Resenha: Livro Água Viva, de Clarice Lispector

CEFET – Diretoria de Graduação - Departamento de

Linguagem e Tecnologia - Curso de Letras

Disciplina: Oficina de Texto Acadêmico e Comunicação Científica

Prof. Dra. Maria Raquel de A. Bambirra

RESENHA

Livro: Água Viva

Autora: Clarice Lispector

Editora: Rocco

Rio de Janeiro

1988

Autor da resenha: Luís Antônio Matias Soares

Água Viva, uma das mais belas obras da nossa literatura, foi composta em meados da década de 70, período histórico e político relacionado à ditadura militar no Brasil e no qual a censura e a opressão se fizeram dramaticamente presentes sobre todas as formas de arte e jornalismo. É um texto profundamente libertário tanto nos aspectos linguísticos e formais quanto naqueles referentes ao conteúdo. Dele se pode inicialmente afirmar ser um intenso monólogo no qual lentamente se vai expondo diante do leitor o panorama de um eu feminino que escreve a um tu masculino de forma lírica e poética, extravasando suas emoções, intuições, contradições e angústias. É nesse sentido, talvez, que se tenha comentado que a obra de Lispector (Wikipedia, 2011) “ultrapassa qualquer tentativa de classificação. A escritora e filósofa francesa Hélène Cixous vai ao ponto de dizer que há uma literatura brasileira A.C. (Antes da Clarice) e D.C. (Depois da Clarice).”
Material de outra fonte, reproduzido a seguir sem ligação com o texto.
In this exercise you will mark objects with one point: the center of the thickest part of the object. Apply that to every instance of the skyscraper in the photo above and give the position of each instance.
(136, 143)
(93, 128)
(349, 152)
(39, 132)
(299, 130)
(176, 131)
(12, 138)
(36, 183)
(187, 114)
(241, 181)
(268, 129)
Mas, afinal, o que vem a ser de fato essa Água Viva: um romance, um conto, uma novela...? Água Viva se compõe de um único bloco textual que se estende ininterruptamente por 87 páginas recheadas de muitas confissões, considerações e sedução. Para além da arrojada proposta teórico-literária existente na formatação da obra, Água Viva nos remete, acima de tudo, a uma percepção mais apurada acerca da liberdade de uma autora e da própria autonomia do texto literário, visto aqui como algo vivo ou existindo por si mesmo. Nesta obra, Lispector tratará das questões que sempre atormentaram o ser humano. Ali elas circulam livres e se movimentam de um lado para o outro do texto: às vezes retrocedem, voltam-se sobre si mesmas e retornam ao ponto de partida para, em seguida, tomarem novo impulso e se lançarem na busca de novas indagações a respeito da realidade e da constituição da obra literária.

Um das principais preocupações do livro é, por exemplo, aquela relacionada à qiestão do tempo ou - como melhor designa a própria autora - ao instante-já. Logo nas linhas iniciais da obra, Lispector (1998, pag. 09) nos apresenta uma inquietante definição desse conceito: “estou tentando captar a quarta dimensão do instante-já que de tão fugidio não é mais porque agora tornou-se um novo instante-já que também não é mais. Cada coisa tem um instante em que ela é. Quero apossar-me do é da coisa”. Essa - e outras escavações personalíssimas! - fazem parte da busca da autora dentro e para além do próprio texto, sendo constituídas, desmembradas e reconstruídas a partir da sensação irremediavelmente terrível e maravilhosa captada na liberdade do eu através da expressão literária.

Finalizando, talvez seja por motivos como estes que os leitores mais arrojados e arrebatados costumem dizer que os livros de Lispector devem ser devorados de imediato e antes que eles próprios nos devorem. E é exatamente isso o que se passa com essa obra-prima da literatura nacional: como uma água viva marinha, este pequeno livro possui o dom de se fazer ardente o bastante para tocar diretamente no peito das pessoas, dispondo, em suas linhas e entrelinhas, de uma forma lingüística ricamente moderna e de um conteúdo que decerto incendiará a alma e o coração dos leitores mais apaixonados.

Referências

- Lispector, Clarice. Água Viva. Rio de Janeiro: Editora Rocco, 1988.